Dès le Moyen-Age et plus précisément à l’époque de Louis VI le Gros, une forme de commerce s’est développée. De grands marchés périodiques qui étaient des rendez-vous de plaisir autant que des rendez-vous d’affaires se sont multipliés dans les principales villes et notamment dans la capitale. Ainsi sont nées les foires, à l’occasion desquelles Paris attirait déjà les commerçants de Province et leurs spécialités régionales. 

Intéressons-nous à l’une d’entre elles. 

Nous sommes au XIIIe siècle. Cette foire appelée Foire aux Porcs, comme beaucoup d’autres, s’installe durant la Semaine Sainte dans le quartier Notre-Dame. Vers le milieu du XVe siècle, elle devint la Foire aux Lards et se fixa sur le parvis de l’Hôtel de Ville. Elle fut de nouveau déplacée vers deux ou trois autres lieux avant de subir une interruption sous la Révolution. Un décret lui redonna vie au début de l’Empire. Elle se posa sur l’Ile de la Cité pour s’appeler Foire aux Jambons.

En 1840, sous Louis-Philippe, la diversité des produits proposés permit de présenter de vielles fripes, de vieilles ferrailles et tout objet de bric et de broc.

Puis, sous le règne de Napoléon III, en 1869, c’est un arrêté de police qui implanta ce marché, appelé Foire à la Ferraille et aux Jambons, sur le boulevard Richard-Lenoir. D’anciens marchands en gardent un souvenir ému.

La Préfecture de Police a géré cette manifestation durant un siècle. 

C’est en 1969 que le Préfet décidait d’en abandonner l’organisation en raison d’un trop grand encombrement parisien, principalement entre les places de la République et de la Nation.

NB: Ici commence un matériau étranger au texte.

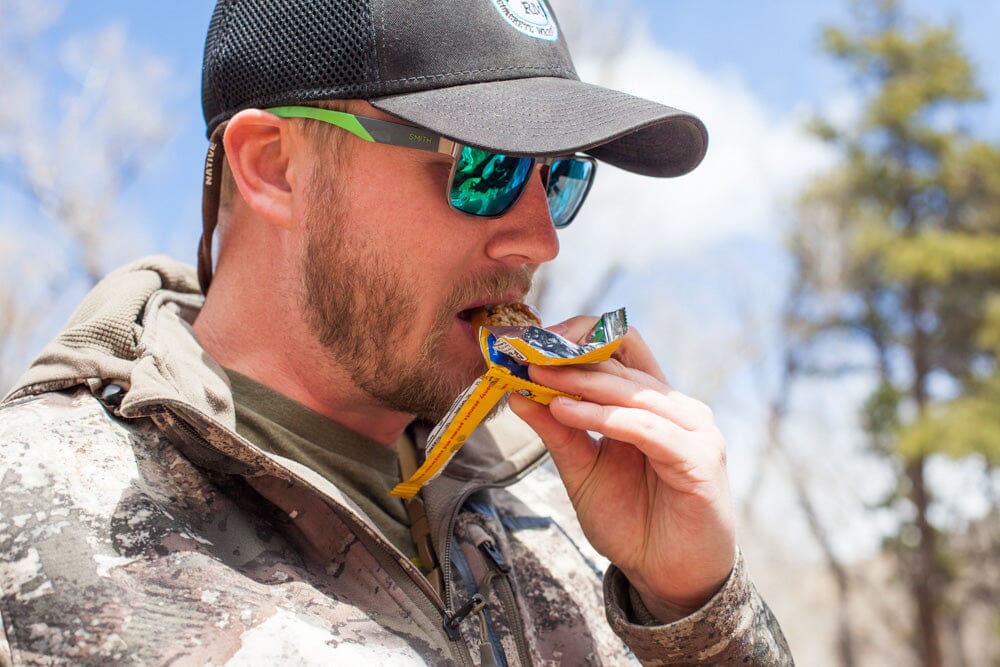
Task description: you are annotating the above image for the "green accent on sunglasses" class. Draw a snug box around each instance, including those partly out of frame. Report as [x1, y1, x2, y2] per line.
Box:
[265, 106, 375, 143]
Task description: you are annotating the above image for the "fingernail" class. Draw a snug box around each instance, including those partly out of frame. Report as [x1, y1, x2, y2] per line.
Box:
[548, 322, 569, 336]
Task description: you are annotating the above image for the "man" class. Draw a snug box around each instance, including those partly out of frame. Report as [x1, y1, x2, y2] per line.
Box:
[0, 0, 791, 665]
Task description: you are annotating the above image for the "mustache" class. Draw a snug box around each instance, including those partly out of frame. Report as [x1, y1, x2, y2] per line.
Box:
[439, 266, 535, 325]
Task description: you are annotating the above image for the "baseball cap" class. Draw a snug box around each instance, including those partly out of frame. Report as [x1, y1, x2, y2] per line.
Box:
[200, 0, 708, 288]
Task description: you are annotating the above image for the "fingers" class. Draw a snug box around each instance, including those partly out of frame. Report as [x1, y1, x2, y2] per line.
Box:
[529, 366, 715, 431]
[550, 397, 725, 480]
[508, 394, 597, 492]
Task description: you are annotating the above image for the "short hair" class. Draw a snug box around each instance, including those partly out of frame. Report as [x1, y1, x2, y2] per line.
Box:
[219, 100, 360, 211]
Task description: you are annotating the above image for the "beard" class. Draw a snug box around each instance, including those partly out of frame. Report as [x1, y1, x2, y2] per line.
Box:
[301, 177, 531, 422]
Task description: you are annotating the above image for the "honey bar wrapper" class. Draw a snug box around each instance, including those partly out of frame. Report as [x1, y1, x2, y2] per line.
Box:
[391, 308, 628, 498]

Le SNCAO, sous l’autorité de Pierre Daveau, Président d’alors, décida énergiquement de s’attribuer la paternité de cette foire. Les circonstances contraignirent nos repreneurs à faire une courte étape, la même année, aux anciennes Halles de Paris. C’est le temps qui fut nécessaire pour faire aboutir de subtiles négociations avec la municipalité de Chatou. 

C’est ainsi qu’en 1970 et après huit siècles d’histoire et d’itinérance parisienne, la Foire Nationale à la Brocante et aux Jambons semble enfin avoir trouvé un cadre qui lui convienne en s’implantant sur l’Ile des Impressionnistes. 

Notre évènement bi-annuel ne pouvait faire mieux que de s’arrimer dans ce triptyque dont il est une des composantes :

  • Le Syndicat des antiquaires, des brocanteurs et des galeries d’art le plus important en France, qui a toujours su imprimer à sa foire un style et un sérieux en l’élevant quasiment au rang d’une institution.
  • La seule manifestation française qui soit riche d’un tel passé et auréolée de tant d’histoires.
  • Puis, troisième volet du triptyque, ce lieu mythique où Renoir, Manet, Caillebotte, sont venus exprimer leur génie dans une ambiance de guinguette.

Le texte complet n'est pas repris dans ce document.